Небо нависает над островом Анайат, лежащим посреди Анайатского моря, как опрокинутый винный бокал; пурпурное вино вылилось из бокала, и Анайат – последняя драгоценная его капля. Таков Анайат в сумерках при луне – пурпурный, как выдержанное вино, искрящийся и теплый, а в темную ночь – прохладный, пьянящий и пробуждающий страсть. Можно выпить его и позабыть, что осталось вдали – за тысячу миль, за тысячу лет; можно потягивать его, сидя на вершине островерхого утеса – ближе к безмятежному покою, ближе к богу. Отсюда виден океан, бьющийся о скалы в вечной безысходности,– более страшной и гнетущей, чем человеческая. Можно просто коснуться его губами в густой тени дама де ноче1; пузырьки пурпурного вина мерцают, как тысяча светлячков, а в его букете – аромат неувядающих цветов.
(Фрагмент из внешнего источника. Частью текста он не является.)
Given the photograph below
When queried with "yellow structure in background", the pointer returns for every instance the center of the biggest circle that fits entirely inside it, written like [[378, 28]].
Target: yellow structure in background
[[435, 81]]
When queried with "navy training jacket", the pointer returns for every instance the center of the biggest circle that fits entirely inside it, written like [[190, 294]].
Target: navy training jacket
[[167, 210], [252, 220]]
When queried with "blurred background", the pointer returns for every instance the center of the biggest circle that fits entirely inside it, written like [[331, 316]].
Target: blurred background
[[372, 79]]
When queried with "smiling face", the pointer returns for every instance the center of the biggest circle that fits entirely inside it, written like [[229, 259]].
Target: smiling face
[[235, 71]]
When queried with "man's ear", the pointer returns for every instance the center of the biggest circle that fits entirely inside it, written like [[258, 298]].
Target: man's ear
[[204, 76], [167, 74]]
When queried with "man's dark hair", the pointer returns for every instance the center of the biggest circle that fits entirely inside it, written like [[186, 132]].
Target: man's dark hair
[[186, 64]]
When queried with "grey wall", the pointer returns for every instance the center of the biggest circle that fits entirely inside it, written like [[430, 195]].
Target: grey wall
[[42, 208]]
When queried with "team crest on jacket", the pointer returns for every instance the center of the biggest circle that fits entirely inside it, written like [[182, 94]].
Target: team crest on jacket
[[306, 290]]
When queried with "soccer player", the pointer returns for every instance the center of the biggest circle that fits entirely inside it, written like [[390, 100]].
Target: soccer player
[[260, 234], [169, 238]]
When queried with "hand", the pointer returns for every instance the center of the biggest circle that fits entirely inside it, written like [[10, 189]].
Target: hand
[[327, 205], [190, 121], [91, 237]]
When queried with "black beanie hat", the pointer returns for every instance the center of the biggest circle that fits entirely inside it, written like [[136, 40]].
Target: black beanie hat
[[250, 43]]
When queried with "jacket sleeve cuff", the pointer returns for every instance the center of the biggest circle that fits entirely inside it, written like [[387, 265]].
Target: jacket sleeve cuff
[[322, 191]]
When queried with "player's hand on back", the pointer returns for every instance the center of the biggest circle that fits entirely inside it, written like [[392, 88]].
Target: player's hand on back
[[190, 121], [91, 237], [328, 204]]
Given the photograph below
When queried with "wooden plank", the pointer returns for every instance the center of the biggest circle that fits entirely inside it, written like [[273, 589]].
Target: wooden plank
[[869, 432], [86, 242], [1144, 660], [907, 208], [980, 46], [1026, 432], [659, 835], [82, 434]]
Сита сидела у открытого окна, мечтая в полусне. Франсиско Ретеч – какое имя! А уменьшительное от него – Франк? Ночь за окном безмолвствовала, словно сказочная принцесса в ожидании принца, который прошепчет ей слова любви. Ситу клонило в сон. Она насчитала три упавших звезды; одна, как ей показалось, упала в кусты дама де ноче7 возле калитки их сада, и от нее зажгли свои огоньки тысячи светлячков.
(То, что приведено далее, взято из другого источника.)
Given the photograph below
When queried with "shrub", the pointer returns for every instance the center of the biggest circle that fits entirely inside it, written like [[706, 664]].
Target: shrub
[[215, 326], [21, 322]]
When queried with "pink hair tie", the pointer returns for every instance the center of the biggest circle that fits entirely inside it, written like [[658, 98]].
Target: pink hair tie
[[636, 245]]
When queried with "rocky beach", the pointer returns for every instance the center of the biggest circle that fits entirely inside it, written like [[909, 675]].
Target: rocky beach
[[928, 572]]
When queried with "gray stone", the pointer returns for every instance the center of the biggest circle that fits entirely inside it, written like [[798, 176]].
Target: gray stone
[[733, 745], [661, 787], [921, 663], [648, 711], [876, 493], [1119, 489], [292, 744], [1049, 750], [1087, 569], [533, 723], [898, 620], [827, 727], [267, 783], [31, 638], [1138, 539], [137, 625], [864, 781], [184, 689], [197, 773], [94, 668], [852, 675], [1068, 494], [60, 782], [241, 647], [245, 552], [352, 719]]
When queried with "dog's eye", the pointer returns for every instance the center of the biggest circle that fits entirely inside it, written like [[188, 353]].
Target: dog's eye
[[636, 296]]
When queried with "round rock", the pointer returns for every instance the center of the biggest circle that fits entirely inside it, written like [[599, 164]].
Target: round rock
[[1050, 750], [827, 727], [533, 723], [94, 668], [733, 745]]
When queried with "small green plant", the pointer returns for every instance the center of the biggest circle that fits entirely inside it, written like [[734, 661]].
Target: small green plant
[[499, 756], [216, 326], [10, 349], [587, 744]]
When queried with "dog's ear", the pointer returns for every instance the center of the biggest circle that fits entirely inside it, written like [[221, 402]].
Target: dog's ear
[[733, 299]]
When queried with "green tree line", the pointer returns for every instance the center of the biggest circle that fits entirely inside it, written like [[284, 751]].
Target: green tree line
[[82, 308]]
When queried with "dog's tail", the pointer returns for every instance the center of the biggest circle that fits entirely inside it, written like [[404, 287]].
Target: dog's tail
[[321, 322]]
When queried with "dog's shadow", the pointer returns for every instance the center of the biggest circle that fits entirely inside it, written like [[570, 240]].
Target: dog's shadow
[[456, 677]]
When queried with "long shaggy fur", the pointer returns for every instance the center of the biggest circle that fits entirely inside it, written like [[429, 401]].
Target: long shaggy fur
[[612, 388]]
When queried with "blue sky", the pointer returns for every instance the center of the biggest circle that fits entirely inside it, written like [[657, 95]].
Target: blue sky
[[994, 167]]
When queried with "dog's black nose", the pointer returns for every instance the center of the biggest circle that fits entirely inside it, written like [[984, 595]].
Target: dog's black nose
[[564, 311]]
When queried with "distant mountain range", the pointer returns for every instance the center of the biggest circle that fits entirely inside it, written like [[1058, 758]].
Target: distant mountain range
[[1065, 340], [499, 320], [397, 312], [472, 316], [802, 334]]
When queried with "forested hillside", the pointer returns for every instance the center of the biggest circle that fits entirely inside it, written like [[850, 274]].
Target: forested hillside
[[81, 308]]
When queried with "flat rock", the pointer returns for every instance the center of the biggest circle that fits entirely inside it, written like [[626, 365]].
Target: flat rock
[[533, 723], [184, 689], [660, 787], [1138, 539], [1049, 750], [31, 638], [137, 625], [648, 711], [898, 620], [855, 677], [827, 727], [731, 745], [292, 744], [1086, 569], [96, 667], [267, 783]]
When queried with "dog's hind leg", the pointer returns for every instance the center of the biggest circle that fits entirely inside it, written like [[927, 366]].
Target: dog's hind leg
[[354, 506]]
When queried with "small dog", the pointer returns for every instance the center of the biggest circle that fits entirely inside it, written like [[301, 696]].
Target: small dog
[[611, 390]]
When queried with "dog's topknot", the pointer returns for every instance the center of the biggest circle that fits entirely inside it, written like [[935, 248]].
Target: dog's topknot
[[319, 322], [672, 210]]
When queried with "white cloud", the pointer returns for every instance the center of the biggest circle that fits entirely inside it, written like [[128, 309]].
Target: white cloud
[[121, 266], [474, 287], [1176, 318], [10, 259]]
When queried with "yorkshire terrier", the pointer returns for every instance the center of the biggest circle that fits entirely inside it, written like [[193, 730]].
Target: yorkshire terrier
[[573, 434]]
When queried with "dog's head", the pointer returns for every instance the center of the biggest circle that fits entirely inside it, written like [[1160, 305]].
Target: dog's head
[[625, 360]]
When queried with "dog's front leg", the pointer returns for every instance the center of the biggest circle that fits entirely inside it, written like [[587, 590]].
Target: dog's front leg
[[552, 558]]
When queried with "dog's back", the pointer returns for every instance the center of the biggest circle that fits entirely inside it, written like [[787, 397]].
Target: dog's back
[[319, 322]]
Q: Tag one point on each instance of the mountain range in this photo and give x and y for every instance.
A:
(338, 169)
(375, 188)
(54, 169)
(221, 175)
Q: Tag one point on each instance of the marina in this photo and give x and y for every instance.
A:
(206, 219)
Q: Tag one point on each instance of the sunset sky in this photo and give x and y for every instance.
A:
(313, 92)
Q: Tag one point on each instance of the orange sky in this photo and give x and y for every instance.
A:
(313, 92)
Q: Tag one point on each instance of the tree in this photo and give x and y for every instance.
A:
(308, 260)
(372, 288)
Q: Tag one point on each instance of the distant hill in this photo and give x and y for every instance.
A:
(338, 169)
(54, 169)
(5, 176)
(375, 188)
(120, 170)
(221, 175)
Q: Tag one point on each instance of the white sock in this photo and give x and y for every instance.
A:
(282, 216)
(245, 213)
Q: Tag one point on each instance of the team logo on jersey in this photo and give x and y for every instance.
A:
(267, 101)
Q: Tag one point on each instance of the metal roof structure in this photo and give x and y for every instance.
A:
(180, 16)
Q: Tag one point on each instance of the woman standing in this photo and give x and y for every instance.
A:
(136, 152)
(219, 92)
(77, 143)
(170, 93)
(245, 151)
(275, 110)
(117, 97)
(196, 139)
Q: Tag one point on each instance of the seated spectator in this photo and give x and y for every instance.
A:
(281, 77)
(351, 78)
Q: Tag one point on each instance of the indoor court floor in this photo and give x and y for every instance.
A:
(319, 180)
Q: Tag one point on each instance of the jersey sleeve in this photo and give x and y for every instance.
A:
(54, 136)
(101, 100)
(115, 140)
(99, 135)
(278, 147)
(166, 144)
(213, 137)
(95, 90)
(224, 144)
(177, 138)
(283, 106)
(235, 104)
Теперь учитель не представлялся ей суровым, он реже замыкался в себе, чаще обращался к ней, его по-прежнему отсутствующий взгляд чаще останавливался на ней. Сита любила вспоминать мгновения, когда учитель смотрел на нее, думая, что она этого не замечает. А Сита остро чувствовала каждый его взгляд – как дуновение морского ветра на рассвете, как укол шипа розы, как красное хмельное вино, которым отец потчевал гостей во время петушиных боев. Кровь тотчас ударяла им в лицо, и они начинали шуметь. Как-то раз Сита тайком выпила самую малость: ей было интересно, каково оно на вкус, и от одного глотка голова у нее пошла кругом.